C.    Pemerintahan Khlifah Utsman Bin Affan
Setelah melaksanakan musyawarah dan terpilihlah usman bin affan sebagai khlifah ke tiga setelah melalui persaingan yang ketat dengan ali bin abi thalib. Pada masa pemerintahan khlifan utsman berhasil melakukan skspansi ke wilayah Armenia, Tunisia, cypras, Rhodes dan lain-lain. Ia juga dalam rangka pengembangan SDA ia membuat saluran air, pembangunan jalan-jalan dan pembentukan organisasi kepolisian untuk mengamankan jalur perdagangan.
Khlifah utsman tidak mengambil upah dari kantornya bahkan menyimpan uangnya di bendahara Negara. Khlifah utsman tetap mempertahankan system pemberian bantuan dan santunan kepada masyarakat untuk meningkatkan pengeluaran di bidang pertahanan dan kelautan, meningkatkan dana pension dan menumbuhkan dana tambahan. Di khlifah utsman tidak terdapat perubahan situasi ekonomi yang cukup signifikan. Berbagai kebijakan khlifah utsman banyak mengutungkan keluarganya sehingga menimbulkan kekecewaan dan banyak diwarnai kekacauan politik dan berakhir dengan terbunuhnya san khlifah.
D.    Pemerintahan Khlifah Ali Bin Abi Thalib
Setelah diangkat jadi khlifah yang ke empat ali bin abi thalib langsung mengambil tindakan seperti memberhentikan para pejabat yang korup, membuka lahan perkebunan yang telah diberikan kepada orang kesayangan utsman dan mendistribusikan pendapatan pajak menurut riwayat ia secara suka rela menarik diri dari daftar penerima bantuan dana baitul mal bahkan ali memberikan sumbangan sebesar 5000 dirham setiap tahun.
Pada pemerintahan ali prinsip utama dari pemerataan distribusi uang rakyat telah di perkenalkan, setiap hari kamis pendistribusian atau hari pembayaran ali lebih menekankan agar lebih memperhatikan kesejahteraan masyarakt terutama orang-orang miskin, orang yang teraniaya, para penyandang cacat, melawan korupsi dan penindasan, mengontrol pasar dll.

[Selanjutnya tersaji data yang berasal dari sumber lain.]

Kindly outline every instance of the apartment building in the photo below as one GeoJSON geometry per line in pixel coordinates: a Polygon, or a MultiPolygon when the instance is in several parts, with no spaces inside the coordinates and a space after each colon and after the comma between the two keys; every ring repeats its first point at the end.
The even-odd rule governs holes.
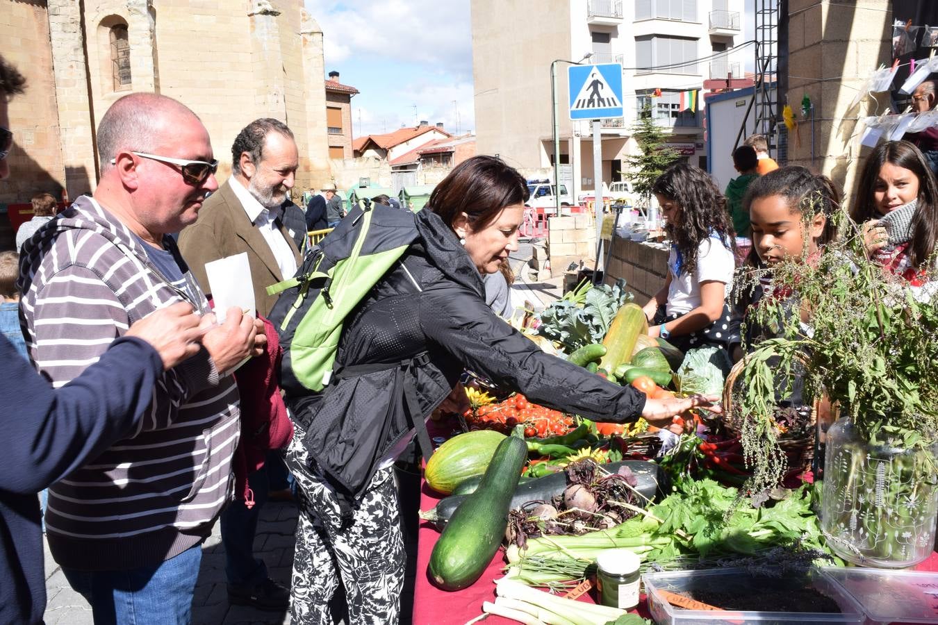
{"type": "Polygon", "coordinates": [[[637,152],[630,132],[640,114],[651,114],[669,142],[705,169],[704,90],[741,79],[744,55],[753,54],[749,46],[734,51],[743,38],[743,0],[473,0],[471,8],[479,154],[497,154],[529,175],[551,171],[552,66],[559,162],[569,166],[561,178],[574,193],[595,185],[591,124],[569,120],[570,63],[591,54],[583,63],[623,66],[625,117],[602,120],[608,184],[622,179],[624,159],[637,152]]]}

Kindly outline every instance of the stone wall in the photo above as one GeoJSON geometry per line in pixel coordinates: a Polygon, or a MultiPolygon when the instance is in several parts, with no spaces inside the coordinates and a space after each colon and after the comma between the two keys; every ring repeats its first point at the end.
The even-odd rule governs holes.
{"type": "Polygon", "coordinates": [[[547,221],[547,248],[551,275],[563,275],[571,262],[585,261],[590,267],[596,258],[596,221],[589,215],[552,216],[547,221]]]}
{"type": "MultiPolygon", "coordinates": [[[[603,240],[603,249],[608,250],[609,245],[609,239],[603,240]]],[[[637,304],[643,305],[664,286],[668,250],[621,237],[613,237],[612,246],[613,256],[603,281],[613,284],[618,278],[624,279],[627,290],[635,295],[637,304]]]]}
{"type": "MultiPolygon", "coordinates": [[[[788,101],[799,120],[789,133],[788,164],[829,175],[852,198],[869,152],[860,147],[856,118],[880,114],[888,101],[868,97],[849,107],[856,91],[891,57],[892,12],[882,0],[789,0],[788,101]],[[814,154],[810,120],[801,115],[808,95],[814,105],[814,154]]],[[[779,94],[779,96],[781,96],[779,94]]],[[[885,95],[884,95],[885,96],[885,95]]]]}
{"type": "Polygon", "coordinates": [[[113,84],[116,24],[128,27],[131,90],[174,97],[202,118],[219,182],[234,137],[258,117],[294,130],[298,190],[331,180],[323,33],[303,0],[0,0],[0,53],[28,81],[10,103],[14,177],[0,187],[0,206],[38,191],[94,190],[95,128],[129,93],[113,84]]]}

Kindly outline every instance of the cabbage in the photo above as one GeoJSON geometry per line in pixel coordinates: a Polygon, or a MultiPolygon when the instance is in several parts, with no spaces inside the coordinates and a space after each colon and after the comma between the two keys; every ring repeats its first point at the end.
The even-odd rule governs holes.
{"type": "Polygon", "coordinates": [[[723,380],[732,366],[726,350],[718,347],[689,350],[677,372],[681,379],[681,391],[708,395],[722,394],[723,380]]]}

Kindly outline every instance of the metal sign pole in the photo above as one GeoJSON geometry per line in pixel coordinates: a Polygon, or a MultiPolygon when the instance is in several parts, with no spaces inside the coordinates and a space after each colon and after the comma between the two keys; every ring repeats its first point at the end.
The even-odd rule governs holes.
{"type": "Polygon", "coordinates": [[[596,269],[593,283],[597,283],[602,262],[602,122],[593,120],[593,212],[596,215],[596,269]]]}

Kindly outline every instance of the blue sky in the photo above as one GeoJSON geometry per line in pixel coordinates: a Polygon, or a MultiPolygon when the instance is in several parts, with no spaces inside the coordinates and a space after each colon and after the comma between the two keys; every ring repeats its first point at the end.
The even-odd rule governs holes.
{"type": "Polygon", "coordinates": [[[423,120],[475,129],[469,0],[305,4],[323,29],[326,74],[335,69],[361,92],[352,98],[353,136],[423,120]]]}
{"type": "MultiPolygon", "coordinates": [[[[352,98],[353,136],[421,120],[475,130],[469,0],[304,1],[323,29],[325,72],[361,92],[352,98]]],[[[740,43],[752,38],[753,6],[744,0],[740,43]]],[[[751,52],[746,58],[751,71],[751,52]]]]}

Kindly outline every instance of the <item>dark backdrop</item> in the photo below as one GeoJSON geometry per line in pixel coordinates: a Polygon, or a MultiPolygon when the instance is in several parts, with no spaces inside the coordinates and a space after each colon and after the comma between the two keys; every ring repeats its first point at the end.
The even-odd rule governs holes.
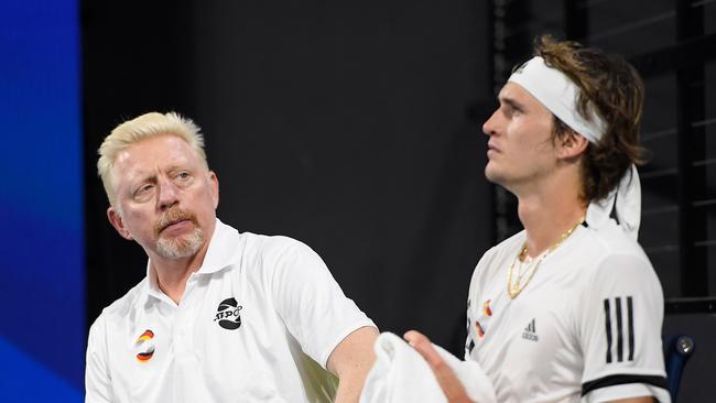
{"type": "Polygon", "coordinates": [[[176,110],[204,129],[223,221],[306,242],[381,329],[460,353],[493,240],[480,3],[86,1],[89,322],[145,269],[107,222],[96,150],[126,118],[176,110]]]}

2.4 KEBIJAKAN FISIKAL PADA AWAL PEMERINTAHAN ISLAM
A.    Latar Belakang
Kondisi Ekonomi Geografis Kota Madinah
1.  Populasi
Jumlah populasi madinah, baik muslim dan non-muslim pada awal pemerintahan islam tidak dapat diketahui. Indikator pertama yang paling tepat untuk memperkirakan jumlah kaum Muslimin di Madinah pada awal pemerintahan Islam adalah jumlah pasukan Muslim yang ikut berperang dalam Perang Uhud. Hal ini mengingatkan bahwa perang tersebut merupakan peringatan bagi kaum Muslimin terhadap ancaman serangan kaum Quraisy ke kota Madinah sebagai balas dendam mereka atas kekalahan di Perang Badar, sekaligus ingin membunuh seluruh kaum Muslimin.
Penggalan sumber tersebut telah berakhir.